El mercado español mantiene una posición destacada dentro del ámbito europeo por la actividad de la banca nacional e internacional y por la presencia de financiadores alternativos, como aseguradoras y fondos de deuda. Esta competencia está contribuyendo a mantener los costes en niveles competitivos, aunque el acceso a financiación depende cada vez más de la ubicación del activo, la solidez del sponsor y la estructura de cada operación.
“España se posiciona como uno de los mercados más atractivos de Europa para la financiación inmobiliaria, gracias a sus sólidos fundamentales y al elevado interés tanto de bancos como de financiadores alternativos. La liquidez es abundante, pero el capital es cada vez más exigente. La fortaleza de la financiación de desarrollo y el dinamismo de sectores como living, hoteles o industrial sitúan a España en una posición diferencial. En un mercado tan competitivo y fragmentado, estructurar adecuadamente la deuda y acceder a todo el espectro de financiadores será clave para maximizar oportunidades”, señala Nacho Meylán, head of Debt & Structured Finance en CBRE.

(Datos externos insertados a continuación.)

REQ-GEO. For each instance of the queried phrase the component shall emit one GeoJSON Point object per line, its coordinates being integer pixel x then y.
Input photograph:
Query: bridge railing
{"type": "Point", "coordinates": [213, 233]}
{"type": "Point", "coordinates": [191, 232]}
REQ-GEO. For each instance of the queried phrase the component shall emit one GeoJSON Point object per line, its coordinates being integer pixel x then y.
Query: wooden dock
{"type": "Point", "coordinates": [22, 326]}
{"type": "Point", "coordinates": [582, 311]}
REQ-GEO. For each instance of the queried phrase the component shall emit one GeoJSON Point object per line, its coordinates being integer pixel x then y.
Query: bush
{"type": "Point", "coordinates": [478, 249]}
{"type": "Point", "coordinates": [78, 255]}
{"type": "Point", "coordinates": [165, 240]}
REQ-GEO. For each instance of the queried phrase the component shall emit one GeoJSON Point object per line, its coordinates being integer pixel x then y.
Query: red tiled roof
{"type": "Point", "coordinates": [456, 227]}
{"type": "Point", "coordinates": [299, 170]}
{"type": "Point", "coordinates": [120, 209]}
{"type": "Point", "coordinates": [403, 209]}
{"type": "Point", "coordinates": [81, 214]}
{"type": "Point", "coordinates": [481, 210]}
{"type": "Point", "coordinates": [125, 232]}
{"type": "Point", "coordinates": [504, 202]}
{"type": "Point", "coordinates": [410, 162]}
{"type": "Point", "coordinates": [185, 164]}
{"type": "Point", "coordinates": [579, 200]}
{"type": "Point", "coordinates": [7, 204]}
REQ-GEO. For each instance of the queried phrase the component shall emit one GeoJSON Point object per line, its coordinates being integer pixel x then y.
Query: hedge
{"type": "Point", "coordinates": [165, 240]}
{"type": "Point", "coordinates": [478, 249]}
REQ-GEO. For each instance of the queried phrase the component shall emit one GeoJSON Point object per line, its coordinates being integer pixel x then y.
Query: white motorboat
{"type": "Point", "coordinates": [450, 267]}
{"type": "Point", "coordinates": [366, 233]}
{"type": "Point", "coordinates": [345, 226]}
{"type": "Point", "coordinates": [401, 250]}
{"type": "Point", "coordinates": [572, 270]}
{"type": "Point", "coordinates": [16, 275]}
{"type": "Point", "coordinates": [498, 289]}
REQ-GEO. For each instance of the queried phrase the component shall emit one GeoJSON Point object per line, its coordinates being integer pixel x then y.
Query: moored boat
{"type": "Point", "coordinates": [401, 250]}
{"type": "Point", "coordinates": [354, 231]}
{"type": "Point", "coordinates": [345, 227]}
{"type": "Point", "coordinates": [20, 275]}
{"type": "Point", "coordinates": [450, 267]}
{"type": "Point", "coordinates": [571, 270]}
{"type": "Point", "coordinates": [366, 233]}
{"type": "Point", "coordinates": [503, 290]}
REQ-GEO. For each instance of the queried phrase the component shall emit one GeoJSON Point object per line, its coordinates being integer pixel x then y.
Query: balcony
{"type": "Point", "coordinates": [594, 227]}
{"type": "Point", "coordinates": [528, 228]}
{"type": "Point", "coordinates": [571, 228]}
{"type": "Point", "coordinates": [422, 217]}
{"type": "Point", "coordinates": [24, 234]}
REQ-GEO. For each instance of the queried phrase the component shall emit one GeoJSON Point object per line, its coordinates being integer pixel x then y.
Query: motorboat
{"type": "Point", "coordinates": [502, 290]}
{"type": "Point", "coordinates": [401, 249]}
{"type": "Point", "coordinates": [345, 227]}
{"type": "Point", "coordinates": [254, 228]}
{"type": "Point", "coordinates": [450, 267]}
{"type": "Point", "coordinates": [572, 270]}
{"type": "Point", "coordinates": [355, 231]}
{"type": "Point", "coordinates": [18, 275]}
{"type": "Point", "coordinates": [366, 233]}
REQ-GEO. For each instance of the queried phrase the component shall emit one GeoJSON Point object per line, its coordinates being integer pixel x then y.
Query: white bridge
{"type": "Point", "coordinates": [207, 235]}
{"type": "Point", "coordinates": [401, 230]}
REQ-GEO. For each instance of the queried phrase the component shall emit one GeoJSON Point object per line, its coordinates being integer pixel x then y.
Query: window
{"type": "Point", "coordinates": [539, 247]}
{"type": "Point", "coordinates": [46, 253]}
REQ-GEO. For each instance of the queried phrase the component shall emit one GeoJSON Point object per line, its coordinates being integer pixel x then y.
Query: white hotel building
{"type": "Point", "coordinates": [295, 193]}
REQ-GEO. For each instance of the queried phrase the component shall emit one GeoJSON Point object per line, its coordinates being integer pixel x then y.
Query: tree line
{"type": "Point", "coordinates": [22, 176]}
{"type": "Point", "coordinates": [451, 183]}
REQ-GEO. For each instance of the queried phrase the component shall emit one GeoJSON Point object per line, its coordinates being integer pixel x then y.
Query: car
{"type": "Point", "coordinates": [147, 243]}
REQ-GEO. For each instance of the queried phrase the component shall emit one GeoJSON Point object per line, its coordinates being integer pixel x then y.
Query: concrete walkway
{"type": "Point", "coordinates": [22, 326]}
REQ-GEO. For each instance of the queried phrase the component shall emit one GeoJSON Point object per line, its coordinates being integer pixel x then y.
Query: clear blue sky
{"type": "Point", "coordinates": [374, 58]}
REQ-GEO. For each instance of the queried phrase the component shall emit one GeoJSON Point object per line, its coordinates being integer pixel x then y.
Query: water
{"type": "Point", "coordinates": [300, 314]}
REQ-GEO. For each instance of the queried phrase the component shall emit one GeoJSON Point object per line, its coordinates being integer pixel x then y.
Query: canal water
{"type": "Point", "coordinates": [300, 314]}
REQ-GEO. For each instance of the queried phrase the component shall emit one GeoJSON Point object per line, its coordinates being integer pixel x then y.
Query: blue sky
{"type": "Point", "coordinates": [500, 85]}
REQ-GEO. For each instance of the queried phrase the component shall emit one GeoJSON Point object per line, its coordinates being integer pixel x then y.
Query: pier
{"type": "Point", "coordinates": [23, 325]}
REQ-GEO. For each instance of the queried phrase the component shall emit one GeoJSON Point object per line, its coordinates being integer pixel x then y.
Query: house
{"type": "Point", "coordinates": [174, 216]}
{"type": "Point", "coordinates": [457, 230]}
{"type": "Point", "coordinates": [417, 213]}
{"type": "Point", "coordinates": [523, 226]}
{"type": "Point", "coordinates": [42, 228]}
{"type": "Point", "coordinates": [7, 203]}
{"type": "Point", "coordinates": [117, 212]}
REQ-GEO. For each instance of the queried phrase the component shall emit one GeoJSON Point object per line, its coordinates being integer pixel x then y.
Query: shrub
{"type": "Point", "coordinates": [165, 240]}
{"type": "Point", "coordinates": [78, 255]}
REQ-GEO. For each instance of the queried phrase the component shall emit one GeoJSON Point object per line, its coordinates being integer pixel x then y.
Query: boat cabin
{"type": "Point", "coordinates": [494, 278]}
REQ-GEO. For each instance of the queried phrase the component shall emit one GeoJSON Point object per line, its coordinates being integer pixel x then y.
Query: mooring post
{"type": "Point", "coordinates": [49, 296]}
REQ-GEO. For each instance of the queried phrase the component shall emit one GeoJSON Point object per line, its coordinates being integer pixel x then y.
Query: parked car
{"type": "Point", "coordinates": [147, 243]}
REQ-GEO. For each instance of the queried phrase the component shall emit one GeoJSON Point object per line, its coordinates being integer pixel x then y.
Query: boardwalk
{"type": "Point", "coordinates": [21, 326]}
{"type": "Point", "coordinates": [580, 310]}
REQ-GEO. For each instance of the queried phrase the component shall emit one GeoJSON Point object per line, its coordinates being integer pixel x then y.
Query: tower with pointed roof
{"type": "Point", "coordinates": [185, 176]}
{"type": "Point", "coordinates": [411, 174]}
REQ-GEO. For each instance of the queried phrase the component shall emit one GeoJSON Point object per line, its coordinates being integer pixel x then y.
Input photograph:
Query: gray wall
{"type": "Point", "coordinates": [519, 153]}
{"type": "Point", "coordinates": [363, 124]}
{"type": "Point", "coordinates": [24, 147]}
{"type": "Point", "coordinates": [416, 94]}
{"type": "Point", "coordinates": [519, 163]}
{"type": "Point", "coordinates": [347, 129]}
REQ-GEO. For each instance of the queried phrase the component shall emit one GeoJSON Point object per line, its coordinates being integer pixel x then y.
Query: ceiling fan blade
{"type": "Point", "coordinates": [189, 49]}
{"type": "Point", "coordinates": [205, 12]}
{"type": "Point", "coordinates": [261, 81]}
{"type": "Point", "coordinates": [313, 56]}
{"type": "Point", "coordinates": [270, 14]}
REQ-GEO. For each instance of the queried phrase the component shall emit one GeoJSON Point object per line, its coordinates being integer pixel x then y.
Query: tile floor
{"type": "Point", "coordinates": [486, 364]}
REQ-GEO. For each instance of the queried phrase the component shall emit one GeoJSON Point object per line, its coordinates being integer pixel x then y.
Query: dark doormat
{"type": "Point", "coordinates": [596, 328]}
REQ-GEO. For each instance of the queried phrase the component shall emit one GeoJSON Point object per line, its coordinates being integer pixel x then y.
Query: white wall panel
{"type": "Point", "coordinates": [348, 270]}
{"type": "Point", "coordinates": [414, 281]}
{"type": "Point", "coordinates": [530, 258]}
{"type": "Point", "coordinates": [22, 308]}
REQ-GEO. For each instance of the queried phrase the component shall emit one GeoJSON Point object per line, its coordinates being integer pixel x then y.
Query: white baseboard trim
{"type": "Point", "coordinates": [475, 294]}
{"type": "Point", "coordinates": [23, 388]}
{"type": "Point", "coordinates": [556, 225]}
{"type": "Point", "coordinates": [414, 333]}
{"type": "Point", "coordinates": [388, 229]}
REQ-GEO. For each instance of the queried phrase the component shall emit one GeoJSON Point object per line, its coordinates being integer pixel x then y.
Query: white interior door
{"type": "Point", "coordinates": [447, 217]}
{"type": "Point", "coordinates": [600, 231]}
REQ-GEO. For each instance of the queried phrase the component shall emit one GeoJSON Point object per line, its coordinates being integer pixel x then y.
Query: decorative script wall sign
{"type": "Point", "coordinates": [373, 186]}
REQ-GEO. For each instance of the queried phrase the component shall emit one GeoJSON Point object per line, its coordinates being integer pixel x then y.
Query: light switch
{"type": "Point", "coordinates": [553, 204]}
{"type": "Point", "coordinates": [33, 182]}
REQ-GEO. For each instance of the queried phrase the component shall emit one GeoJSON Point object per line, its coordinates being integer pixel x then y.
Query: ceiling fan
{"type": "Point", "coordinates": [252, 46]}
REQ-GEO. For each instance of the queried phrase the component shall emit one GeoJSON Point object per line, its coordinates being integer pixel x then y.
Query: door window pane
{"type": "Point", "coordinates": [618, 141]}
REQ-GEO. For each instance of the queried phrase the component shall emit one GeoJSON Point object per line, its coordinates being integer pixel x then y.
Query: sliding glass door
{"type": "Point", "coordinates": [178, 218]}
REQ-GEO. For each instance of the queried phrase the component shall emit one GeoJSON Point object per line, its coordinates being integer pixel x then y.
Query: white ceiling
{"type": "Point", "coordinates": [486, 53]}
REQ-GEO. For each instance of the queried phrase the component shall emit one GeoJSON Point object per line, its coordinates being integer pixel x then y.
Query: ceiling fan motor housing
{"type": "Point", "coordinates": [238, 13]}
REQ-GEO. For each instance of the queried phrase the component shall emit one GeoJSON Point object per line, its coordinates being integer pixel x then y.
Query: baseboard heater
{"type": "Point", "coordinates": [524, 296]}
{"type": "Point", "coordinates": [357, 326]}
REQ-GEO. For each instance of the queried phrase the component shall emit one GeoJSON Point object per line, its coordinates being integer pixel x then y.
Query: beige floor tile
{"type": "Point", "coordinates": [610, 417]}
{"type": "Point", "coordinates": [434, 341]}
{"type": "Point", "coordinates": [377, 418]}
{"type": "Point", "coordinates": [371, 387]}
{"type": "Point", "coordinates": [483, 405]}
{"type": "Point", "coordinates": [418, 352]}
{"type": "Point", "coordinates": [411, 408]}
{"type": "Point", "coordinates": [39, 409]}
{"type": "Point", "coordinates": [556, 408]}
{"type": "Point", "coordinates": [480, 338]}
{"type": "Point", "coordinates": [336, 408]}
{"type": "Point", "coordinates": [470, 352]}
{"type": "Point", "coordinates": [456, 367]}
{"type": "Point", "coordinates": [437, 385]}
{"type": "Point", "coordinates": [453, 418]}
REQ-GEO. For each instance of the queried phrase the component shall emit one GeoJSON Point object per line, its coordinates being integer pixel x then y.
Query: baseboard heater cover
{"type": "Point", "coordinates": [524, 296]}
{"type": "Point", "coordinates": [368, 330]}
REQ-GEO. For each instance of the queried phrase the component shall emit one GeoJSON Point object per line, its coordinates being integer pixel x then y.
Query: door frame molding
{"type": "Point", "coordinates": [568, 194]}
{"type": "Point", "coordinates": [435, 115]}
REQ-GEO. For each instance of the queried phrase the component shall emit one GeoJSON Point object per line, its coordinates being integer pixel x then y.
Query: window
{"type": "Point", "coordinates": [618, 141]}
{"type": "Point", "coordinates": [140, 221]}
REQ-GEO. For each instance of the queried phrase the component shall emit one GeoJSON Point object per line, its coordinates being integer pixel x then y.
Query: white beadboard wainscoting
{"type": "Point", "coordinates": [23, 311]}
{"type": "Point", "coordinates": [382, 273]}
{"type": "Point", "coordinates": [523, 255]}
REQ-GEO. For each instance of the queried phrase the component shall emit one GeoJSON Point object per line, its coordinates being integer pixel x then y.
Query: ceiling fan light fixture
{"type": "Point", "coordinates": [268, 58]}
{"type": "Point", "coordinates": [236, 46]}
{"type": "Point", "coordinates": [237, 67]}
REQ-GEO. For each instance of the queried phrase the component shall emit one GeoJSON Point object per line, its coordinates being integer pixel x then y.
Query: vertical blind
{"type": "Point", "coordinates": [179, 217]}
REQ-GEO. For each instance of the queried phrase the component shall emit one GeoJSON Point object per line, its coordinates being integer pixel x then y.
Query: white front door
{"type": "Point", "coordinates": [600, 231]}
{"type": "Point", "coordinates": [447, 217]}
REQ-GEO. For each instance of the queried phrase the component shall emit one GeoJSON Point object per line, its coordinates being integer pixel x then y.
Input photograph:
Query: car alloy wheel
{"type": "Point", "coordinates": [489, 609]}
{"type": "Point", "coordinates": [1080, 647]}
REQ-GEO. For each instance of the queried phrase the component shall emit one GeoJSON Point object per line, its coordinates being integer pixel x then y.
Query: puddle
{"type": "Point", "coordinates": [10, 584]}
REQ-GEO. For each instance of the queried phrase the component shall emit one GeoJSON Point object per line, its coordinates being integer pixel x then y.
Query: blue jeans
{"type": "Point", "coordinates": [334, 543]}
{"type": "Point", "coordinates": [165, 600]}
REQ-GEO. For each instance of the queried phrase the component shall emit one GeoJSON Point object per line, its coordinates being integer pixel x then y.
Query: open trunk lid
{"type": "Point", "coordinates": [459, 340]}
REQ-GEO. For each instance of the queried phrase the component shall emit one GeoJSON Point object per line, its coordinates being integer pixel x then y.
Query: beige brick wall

Uno de los rasgos diferenciales del mercado español es la financiación promotora. Cerca del 80% de los financiadores activos en España están dispuestos a financiar proyectos de desarrollo, frente al 69% de media europea. El informe también observa un mayor apetito por asumir riesgo comercial en determinados proyectos, aunque los costes de construcción figuran entre las principales preocupaciones del sector, solo por detrás de la incertidumbre geopolítica y la evolución de los tipos de interés.
Por segmentos, el interés de los financiadores en España se concentra principalmente en residencial e industrial y logístico, en línea con las preferencias europeas por activos con mayor visibilidad de flujos de caja. No obstante, el mercado español presenta particularidades frente al conjunto europeo. El sector hotelero se sitúa como segundo segmento preferido para financiación y el living mantiene una posición destacada, con interés en residencias de estudiantes y fórmulas como el flex living, especialmente en activos prime en Madrid y Barcelona.
El informe también apunta a una mejora del interés por oficinas prime y retail, los sectores donde más ha cambiado el sentimiento respecto al año anterior. En paralelo, la financiación en España combina dos vías principales: la banca, más competitiva en precio, y los financiadores alternativos, que ofrecen mayor flexibilidad en estructura y niveles de apalancamiento. La elección depende del perfil de la operación y del plan de negocio del inversor.
La sostenibilidad actúa ya como filtro de acceso a la financiación. Dos de cada tres financiadores no concederían préstamos a activos que no cumplan criterios ESG o que no cuenten con un plan de mejora, en línea con la evolución del mercado europeo.
A escala europea, el 72% de los financiadores prevé aumentar su actividad durnte el año, lo que apunta a una mayor disponibilidad de deuda. El living encabeza las preferencias sectoriales, seguido de industrial y logístico y oficinas, que pasa de la sexta a la tercera posición por el mayor interés en activos prime. Además, el 86% de los financiadores muestra interés por activos alternativos y el 69% está dispuesto a financiar proyectos de desarrollo.